鄂硕的人头挂上旗杆,消息像长了翅膀,飞遍三省。
北路军蔡士英在吉安城外五十里扎营,正磨蹭着要不要前进。探马来报:“将军,不好了!鄂硕将军阵亡,中路大军溃败!”
蔡士英手里的茶杯“啪”掉地上:“什么?再说一遍!”
“鄂硕将军被炎黄盟杀了,人头挂在旗杆上。两万八旗兵,死的死,逃的逃……”
蔡士英腿一软,坐回椅子上。冷汗顺着额头往下淌。
幕僚赶紧扶住:“将军,镇定!”
“镇定个屁!”蔡士英声音都变了,“鄂硕都死了,咱们还往前送死?快,传令,撤!撤回吉安城!”
五万北路大军,掉头就跑。

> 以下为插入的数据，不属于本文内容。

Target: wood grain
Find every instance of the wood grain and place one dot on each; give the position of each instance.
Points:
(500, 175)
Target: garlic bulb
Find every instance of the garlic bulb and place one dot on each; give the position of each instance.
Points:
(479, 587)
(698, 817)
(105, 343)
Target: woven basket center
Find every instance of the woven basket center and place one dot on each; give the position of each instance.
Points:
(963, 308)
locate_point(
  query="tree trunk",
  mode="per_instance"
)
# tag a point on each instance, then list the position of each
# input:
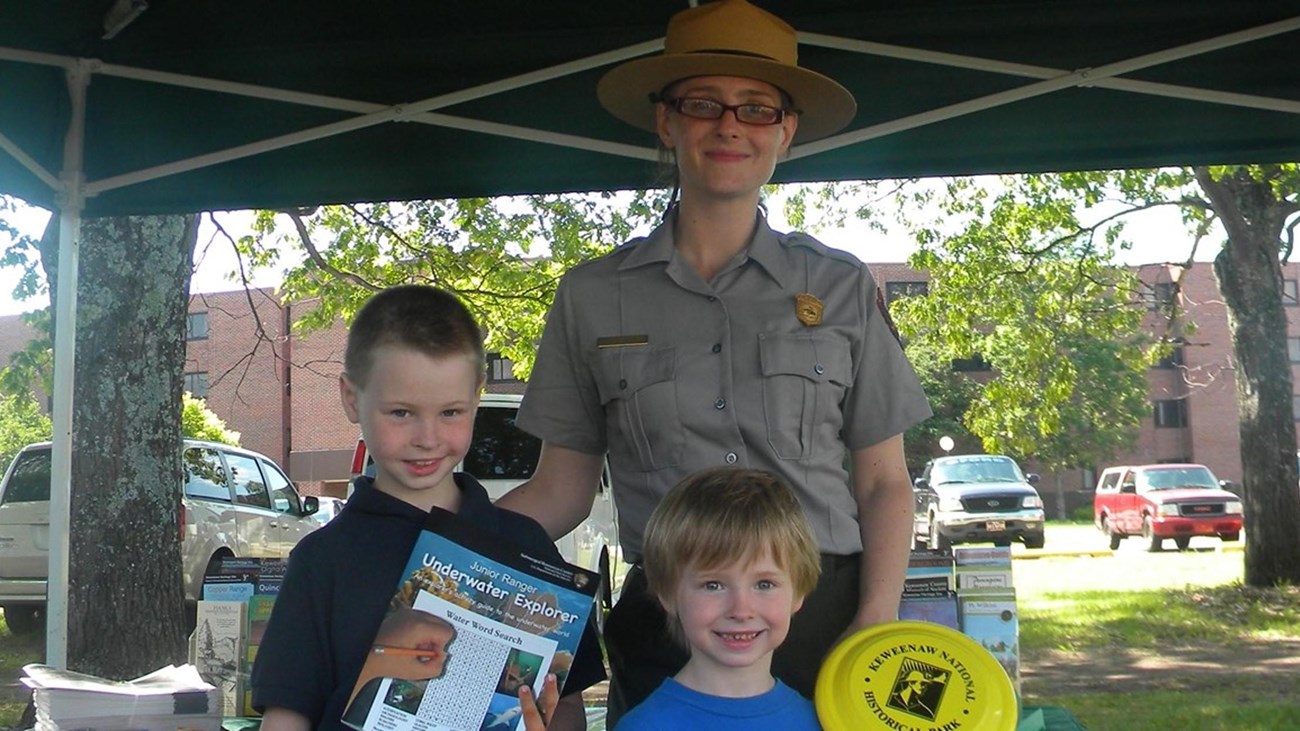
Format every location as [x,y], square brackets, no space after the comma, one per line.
[1249,276]
[126,602]
[1062,510]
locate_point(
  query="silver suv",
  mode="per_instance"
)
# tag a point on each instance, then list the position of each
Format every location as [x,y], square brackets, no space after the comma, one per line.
[235,502]
[974,498]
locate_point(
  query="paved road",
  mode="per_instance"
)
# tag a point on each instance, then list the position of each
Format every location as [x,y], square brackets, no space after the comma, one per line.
[1084,539]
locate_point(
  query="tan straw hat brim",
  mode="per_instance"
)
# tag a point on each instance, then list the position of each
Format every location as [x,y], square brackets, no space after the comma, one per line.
[631,91]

辎重都不要了,轻装疾行。士兵不知道怎么回事,看长官慌成这样,以为炎黄盟杀过来了,也跟着跑。
一路跑回吉安城,紧闭城门。蔡士英还不放心,又往北撤了三十里,到峡江县才停下。
西路军马得功“病”在南昌,实际指挥的副将叫张勇。张勇本来就不想打,每天行军十里,跟游山玩水似的。听说鄂硕死了,他倒吸一口凉气。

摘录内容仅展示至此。